Professor Ratnieks says: “Our trial is by no means exhaustive – we looked at a small selection of the thousands of plants you can find in a typical garden centre. But our study clearly shows that planting pollinator-friendly flowers is a no-cost, win-win solution to help the bees. The plants attractive to bees are just as cheap, easy to grow, and as pretty as those that are less attractive to insects.
“Garden plants do not have to be native to help most pollinating insects. Nectar, for example, is basically sugar and water, and so it is of value to British insects whether it is from a native garden plant or one from another part of the world. Lavender is from the Mediterranean and dahlias are from Mexico.
“Helping bees in your garden is a no-brainer. Flowers that attract bees are just as easy to grow and just as pretty, and cost no more. Plant the right flowers and the bees will come.”
Mihail Garbuzov says: “We basically counted bees and other insects visiting flowers in bloom to determine the most attractive. Anyone can do this in their own garden or park, or even when shopping for plants in a garden centre.”
Notes for Editors
1 ‘Quantifying variation among garden plants in attractiveness to bees and other flower-visiting insects’, Functional Ecology, (October 2013). Functional Ecology is a journal of the British Ecological Society.

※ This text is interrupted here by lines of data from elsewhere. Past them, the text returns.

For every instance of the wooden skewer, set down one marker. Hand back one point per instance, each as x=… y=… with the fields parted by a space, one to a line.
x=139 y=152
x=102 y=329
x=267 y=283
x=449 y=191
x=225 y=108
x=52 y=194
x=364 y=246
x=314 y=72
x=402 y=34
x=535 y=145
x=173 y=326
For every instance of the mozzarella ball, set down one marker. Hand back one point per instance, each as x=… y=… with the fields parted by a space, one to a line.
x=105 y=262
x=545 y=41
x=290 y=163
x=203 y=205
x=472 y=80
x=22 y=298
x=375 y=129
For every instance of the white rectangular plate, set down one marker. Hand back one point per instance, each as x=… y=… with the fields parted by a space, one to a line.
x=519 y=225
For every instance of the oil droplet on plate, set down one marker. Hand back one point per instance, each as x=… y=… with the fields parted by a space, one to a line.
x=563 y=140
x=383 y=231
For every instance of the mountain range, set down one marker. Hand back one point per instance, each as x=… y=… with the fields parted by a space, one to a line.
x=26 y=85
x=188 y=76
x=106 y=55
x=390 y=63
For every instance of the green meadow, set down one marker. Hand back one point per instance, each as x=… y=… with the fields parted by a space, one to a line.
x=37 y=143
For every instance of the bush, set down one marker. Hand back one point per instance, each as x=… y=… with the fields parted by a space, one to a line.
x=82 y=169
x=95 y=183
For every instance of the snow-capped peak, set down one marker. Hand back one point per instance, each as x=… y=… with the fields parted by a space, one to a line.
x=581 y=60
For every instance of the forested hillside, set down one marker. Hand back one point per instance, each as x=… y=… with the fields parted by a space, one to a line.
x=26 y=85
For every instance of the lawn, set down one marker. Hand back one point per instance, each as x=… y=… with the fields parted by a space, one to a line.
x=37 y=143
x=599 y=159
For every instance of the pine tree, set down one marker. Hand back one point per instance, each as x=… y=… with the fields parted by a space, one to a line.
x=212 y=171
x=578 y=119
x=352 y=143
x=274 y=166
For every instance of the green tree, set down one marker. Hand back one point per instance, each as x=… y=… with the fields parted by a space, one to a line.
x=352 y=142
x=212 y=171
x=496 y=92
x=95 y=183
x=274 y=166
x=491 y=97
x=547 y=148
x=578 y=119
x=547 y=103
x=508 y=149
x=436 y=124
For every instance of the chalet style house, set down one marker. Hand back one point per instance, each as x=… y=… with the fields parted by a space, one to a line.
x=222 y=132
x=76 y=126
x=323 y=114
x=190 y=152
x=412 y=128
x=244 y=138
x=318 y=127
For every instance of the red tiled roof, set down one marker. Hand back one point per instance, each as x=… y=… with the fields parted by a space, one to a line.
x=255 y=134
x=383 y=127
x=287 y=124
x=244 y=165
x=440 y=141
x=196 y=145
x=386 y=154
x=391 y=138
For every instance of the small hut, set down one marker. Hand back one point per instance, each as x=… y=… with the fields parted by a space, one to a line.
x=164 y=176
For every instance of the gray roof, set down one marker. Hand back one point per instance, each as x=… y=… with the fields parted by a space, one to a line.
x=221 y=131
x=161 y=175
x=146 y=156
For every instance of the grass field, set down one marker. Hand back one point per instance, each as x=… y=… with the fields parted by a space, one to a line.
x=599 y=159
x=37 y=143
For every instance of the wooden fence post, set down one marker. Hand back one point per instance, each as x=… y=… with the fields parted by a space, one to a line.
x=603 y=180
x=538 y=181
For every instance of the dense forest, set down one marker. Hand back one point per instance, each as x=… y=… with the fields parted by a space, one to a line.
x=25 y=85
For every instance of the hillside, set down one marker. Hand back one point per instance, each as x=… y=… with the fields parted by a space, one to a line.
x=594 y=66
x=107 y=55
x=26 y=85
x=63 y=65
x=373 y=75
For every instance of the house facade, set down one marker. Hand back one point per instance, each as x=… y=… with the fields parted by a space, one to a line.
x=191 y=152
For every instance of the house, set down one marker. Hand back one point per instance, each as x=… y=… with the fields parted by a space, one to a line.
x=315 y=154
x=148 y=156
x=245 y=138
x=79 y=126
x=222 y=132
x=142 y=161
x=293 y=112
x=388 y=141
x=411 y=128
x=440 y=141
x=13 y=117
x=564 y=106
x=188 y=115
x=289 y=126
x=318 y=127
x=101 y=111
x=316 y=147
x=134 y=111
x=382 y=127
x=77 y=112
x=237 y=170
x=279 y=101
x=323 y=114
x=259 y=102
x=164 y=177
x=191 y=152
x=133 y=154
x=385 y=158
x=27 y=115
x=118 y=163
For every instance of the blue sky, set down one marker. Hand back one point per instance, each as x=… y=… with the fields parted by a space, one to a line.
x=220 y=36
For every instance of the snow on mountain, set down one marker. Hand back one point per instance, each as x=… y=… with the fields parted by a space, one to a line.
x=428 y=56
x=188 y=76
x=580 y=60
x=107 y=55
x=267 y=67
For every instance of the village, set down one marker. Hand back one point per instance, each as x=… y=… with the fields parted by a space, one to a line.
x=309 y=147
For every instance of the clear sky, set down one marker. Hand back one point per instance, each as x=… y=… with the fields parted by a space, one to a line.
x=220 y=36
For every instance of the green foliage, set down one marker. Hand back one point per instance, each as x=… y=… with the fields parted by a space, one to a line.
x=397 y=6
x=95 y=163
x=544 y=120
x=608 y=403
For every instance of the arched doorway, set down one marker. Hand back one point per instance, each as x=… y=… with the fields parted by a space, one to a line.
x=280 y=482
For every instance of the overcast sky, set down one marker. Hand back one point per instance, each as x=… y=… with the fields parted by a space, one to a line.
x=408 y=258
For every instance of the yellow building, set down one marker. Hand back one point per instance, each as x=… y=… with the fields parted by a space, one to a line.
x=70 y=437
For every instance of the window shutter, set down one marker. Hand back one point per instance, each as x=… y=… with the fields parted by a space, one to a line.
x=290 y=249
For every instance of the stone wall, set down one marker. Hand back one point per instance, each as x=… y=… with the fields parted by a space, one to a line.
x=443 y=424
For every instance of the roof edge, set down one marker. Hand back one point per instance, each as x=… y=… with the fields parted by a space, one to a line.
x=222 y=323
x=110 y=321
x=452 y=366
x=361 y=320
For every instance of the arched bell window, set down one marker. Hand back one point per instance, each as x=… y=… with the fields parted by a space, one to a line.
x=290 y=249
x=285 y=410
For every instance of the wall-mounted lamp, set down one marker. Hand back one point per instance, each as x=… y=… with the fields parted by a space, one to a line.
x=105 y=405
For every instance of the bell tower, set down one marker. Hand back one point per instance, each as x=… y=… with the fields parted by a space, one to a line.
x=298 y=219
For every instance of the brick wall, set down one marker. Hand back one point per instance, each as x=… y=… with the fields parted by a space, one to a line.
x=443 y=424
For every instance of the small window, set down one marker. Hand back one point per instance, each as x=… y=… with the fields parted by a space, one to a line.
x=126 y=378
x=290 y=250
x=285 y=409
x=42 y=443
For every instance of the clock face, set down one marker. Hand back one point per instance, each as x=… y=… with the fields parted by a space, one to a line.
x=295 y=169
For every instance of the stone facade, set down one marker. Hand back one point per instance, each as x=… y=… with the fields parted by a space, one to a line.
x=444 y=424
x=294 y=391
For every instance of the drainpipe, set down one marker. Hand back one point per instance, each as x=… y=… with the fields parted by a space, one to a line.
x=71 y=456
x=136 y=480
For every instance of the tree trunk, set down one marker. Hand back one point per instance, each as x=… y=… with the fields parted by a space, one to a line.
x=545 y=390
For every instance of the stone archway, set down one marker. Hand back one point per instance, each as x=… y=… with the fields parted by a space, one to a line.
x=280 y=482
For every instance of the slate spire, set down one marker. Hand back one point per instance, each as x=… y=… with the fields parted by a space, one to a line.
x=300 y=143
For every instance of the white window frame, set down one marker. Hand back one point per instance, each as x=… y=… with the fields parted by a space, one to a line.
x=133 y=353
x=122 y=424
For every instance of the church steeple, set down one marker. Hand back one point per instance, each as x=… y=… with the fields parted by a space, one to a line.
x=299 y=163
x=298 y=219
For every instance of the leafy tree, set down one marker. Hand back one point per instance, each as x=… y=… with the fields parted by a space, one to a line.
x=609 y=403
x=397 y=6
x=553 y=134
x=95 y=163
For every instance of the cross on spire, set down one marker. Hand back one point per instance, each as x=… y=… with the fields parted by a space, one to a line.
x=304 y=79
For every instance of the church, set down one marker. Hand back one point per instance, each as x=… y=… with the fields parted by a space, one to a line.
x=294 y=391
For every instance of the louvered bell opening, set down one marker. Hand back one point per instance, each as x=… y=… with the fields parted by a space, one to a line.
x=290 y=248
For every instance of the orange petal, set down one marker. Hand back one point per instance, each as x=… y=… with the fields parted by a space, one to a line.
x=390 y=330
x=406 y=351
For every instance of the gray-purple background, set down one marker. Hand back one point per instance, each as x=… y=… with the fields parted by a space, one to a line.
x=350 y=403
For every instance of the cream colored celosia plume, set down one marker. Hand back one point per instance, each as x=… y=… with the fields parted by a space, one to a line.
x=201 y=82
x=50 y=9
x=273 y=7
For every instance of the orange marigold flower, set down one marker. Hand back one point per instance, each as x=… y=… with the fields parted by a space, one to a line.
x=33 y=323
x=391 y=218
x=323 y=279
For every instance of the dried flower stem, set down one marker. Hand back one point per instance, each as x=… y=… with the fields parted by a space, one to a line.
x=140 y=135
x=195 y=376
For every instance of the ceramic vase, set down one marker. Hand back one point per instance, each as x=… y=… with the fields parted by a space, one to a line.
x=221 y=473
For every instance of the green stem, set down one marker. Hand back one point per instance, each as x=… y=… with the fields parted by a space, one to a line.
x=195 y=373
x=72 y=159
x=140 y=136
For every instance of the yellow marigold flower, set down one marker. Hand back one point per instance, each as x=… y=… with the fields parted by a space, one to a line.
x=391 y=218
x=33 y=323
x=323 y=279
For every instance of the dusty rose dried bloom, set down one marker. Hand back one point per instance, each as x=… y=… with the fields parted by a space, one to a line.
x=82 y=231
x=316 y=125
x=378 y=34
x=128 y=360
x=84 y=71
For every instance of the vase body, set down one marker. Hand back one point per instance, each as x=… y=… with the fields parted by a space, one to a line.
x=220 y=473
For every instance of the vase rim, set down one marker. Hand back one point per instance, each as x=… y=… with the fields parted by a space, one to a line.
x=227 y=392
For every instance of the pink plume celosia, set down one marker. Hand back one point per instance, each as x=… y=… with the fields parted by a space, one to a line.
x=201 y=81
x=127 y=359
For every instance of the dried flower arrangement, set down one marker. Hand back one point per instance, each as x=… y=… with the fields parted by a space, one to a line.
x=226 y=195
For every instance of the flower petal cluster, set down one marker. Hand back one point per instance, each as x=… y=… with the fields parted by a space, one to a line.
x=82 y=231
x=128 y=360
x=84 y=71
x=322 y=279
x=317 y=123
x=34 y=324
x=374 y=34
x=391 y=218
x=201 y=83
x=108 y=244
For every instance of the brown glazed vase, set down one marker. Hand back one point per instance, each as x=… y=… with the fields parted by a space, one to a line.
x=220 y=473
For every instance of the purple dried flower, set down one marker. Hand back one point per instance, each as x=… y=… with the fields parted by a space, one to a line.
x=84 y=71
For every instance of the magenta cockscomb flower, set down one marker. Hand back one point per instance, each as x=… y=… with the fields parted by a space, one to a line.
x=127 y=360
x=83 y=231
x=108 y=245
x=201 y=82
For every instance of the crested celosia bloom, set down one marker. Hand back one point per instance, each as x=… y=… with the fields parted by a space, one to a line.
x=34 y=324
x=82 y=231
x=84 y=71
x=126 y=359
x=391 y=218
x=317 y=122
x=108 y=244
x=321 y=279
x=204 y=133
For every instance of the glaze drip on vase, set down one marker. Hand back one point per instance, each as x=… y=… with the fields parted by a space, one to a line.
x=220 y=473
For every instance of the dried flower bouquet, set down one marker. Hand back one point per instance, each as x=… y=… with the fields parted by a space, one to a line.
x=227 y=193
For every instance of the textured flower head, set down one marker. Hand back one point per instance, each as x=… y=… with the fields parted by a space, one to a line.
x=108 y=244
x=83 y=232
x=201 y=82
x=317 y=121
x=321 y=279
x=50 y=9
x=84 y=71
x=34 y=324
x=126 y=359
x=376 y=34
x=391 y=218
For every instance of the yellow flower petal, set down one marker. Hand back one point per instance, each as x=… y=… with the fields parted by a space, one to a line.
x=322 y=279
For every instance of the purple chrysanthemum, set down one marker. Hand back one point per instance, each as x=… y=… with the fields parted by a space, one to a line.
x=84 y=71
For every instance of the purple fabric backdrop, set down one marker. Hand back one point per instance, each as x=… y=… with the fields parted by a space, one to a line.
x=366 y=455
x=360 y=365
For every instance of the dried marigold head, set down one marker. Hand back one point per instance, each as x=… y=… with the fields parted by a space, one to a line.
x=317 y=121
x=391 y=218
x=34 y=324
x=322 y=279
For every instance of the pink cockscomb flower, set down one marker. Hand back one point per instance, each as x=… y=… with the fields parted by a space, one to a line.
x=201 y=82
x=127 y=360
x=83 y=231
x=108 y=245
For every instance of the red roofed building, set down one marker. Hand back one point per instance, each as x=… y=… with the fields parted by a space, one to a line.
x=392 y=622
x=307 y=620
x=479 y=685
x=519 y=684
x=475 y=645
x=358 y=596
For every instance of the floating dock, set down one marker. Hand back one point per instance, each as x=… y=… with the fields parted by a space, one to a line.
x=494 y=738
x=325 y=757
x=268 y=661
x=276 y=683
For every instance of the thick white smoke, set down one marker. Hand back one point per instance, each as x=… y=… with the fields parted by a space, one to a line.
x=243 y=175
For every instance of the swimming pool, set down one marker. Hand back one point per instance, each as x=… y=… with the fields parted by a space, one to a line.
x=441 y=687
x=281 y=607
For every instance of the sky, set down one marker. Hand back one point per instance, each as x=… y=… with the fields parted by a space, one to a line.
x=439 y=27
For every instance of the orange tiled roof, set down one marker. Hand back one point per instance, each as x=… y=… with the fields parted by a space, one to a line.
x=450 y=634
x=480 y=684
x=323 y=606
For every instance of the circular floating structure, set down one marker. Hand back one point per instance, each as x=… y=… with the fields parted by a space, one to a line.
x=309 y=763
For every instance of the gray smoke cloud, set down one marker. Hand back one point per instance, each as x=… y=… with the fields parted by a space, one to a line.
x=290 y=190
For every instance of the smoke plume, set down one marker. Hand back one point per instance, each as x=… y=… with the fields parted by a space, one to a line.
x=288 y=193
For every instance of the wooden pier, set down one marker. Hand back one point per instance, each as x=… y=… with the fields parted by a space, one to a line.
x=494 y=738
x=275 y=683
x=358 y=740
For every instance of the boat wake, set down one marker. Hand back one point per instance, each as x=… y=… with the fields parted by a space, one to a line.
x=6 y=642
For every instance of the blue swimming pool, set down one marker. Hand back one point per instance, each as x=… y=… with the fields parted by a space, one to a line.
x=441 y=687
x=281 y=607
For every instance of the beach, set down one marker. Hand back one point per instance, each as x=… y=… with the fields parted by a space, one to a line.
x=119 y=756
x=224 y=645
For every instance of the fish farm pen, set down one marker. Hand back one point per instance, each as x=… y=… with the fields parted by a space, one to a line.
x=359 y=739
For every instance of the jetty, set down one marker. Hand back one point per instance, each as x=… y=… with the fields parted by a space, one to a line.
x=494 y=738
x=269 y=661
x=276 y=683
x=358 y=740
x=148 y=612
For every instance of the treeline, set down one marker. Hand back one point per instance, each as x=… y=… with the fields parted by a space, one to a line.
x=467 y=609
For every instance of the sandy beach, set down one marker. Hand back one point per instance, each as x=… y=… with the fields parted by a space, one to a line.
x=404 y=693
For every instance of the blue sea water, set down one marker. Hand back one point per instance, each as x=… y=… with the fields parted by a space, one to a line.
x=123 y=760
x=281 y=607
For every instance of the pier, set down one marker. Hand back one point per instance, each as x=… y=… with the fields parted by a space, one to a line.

For further information about the project see LASI’s YouTube video.
The study was carried out by Professor Francis Ratnieks, director of LASI, and PhD student Mihail Gaburzov, with funding from the Body Shop Foundation. Undergraduate students Elizabeth Samuelson and Jodie Baker helped in gathering the garden data. The study is one of several research projects that form the Sussex Plan for Honey Bee Health and Well Being – a five-year research programme to help us understand better the honeybee and the challenges it faces, including disease and pests, climate change and lack of forage.
2 Other research at LASI, in which the researchers decoded the honey bee communication dances, had shown that summer is the most challenging season for bees to find flowers, because the distances flown to flowers were longer than in spring or autumn.